Pour un bâtiment tertiaire public de 2 000 m² (école, gymnase) :

  • Investissement GTB Classe B : 15 000 à 25 000 €
  • Prime CEE (BAT-TH-116 + Coup de Pouce) : 12 000 à 20 000 €
  • Reste à charge : 3 000 à 8 000 €
  • Économies annuelles : 4 000 à 7 000 €/an
  • Temps de retour : < 2 ans

Cas Pratiques

📊 Commune 8 000 Habitants (Normandie)

Patrimoine : 6 écoles (12 000 m²), 2 gymnases (3 000 m²), 1 piscine (1 200 m²), mairie (800 m²)

Solution : Installation GTC Classe B centralisée sur l'ensemble + télégestion éclairage public 1 800 points

  • Investissement GTB bâtiments : 85 000 €
  • Prime CEE Coup de Pouce : 62 000 €
  • Investissement télégestion EP : 180 000 €
  • Subvention ADEME/Région : 45 000 €
  • Reste à charge total : 158 000 €
  • Économies annuelles : 78 000 €/an (bâtiments 48 000 + EP 30 000)
  • Temps de retour : 2 ans

Questions Fréquentes

La GTC est-elle obligatoire pour les collectivités ?

Pas directement, mais le Décret Tertiaire impose une réduction de 40 % des consommations d'ici 2030. Sans GTC, cet objectif est très difficile à atteindre. La GTC devient donc de facto indispensable pour piloter, mesurer et prouver les économies réalisées.

Peut-on piloter plusieurs bâtiments avec une seule GTC ?

Oui, c'est l'intérêt majeur pour les collectivités.

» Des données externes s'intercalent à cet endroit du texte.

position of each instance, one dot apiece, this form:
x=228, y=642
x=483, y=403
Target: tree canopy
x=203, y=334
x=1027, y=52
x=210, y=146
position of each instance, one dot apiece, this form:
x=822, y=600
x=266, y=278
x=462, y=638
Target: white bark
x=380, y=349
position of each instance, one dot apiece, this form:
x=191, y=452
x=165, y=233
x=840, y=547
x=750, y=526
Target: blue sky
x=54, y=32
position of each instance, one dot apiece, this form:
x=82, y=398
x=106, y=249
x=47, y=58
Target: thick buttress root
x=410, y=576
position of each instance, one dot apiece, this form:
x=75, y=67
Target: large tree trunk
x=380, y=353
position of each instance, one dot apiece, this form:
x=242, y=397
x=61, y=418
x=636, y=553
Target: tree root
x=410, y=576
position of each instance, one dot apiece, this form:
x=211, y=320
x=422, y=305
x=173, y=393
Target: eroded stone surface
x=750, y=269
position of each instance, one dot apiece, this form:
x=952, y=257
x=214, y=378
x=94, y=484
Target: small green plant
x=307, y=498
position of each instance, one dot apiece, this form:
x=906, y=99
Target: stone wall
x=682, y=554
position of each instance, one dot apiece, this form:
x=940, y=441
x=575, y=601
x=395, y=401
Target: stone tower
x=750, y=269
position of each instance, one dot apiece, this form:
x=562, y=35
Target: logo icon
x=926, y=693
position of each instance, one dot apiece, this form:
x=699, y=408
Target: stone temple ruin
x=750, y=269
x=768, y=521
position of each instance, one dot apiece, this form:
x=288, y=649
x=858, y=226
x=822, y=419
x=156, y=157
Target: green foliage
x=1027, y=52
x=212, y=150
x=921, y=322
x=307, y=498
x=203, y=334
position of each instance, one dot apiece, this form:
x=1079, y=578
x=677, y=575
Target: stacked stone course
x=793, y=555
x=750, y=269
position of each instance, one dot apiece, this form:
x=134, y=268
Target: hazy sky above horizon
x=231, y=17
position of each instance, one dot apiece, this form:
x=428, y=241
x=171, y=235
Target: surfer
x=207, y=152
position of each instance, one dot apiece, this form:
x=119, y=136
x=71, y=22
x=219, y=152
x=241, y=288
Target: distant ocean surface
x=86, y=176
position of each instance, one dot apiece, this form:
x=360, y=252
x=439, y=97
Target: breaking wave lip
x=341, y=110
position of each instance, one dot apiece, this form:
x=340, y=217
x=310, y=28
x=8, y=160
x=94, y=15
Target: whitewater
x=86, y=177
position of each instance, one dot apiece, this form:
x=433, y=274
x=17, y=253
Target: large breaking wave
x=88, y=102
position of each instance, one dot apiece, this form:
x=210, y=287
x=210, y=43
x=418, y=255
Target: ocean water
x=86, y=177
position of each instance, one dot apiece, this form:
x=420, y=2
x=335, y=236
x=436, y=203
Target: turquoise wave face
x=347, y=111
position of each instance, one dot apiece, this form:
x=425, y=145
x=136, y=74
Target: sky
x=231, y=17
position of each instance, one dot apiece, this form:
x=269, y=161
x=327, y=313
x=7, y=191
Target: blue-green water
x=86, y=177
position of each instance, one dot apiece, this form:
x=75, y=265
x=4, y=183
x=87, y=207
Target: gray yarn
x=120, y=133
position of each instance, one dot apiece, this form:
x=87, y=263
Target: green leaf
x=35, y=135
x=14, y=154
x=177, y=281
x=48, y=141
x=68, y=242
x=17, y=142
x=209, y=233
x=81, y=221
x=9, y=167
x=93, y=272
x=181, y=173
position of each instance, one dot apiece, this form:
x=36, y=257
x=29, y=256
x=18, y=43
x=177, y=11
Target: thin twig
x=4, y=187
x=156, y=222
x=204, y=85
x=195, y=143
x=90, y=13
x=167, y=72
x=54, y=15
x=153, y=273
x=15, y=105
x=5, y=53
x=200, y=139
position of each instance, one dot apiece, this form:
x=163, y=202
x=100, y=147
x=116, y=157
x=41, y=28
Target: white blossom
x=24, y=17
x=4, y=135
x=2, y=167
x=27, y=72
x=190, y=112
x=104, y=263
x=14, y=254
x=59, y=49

Une GTC centralisée peut superviser 10, 20, 50 bâtiments depuis une seule interface web. Les données remontent par réseau IP (internet), 4G ou radio LoRa selon configuration. Cela permet un pilotage global du patrimoine sans déplacement.

L'extinction nocturne de l'éclairage public pose-t-elle des problèmes de sécurité ?

Les études montrent que non. L'extinction entre 1h et 6h (période de très faible fréquentation) n'augmente pas l'insécurité selon études ADEME et gendarmerie. Au contraire, elle favorise la biodiversité nocturne (trame noire) et réduit la pollution lumineuse. Les axes principaux et zones sensibles peuvent rester éclairés (dérogations possibles).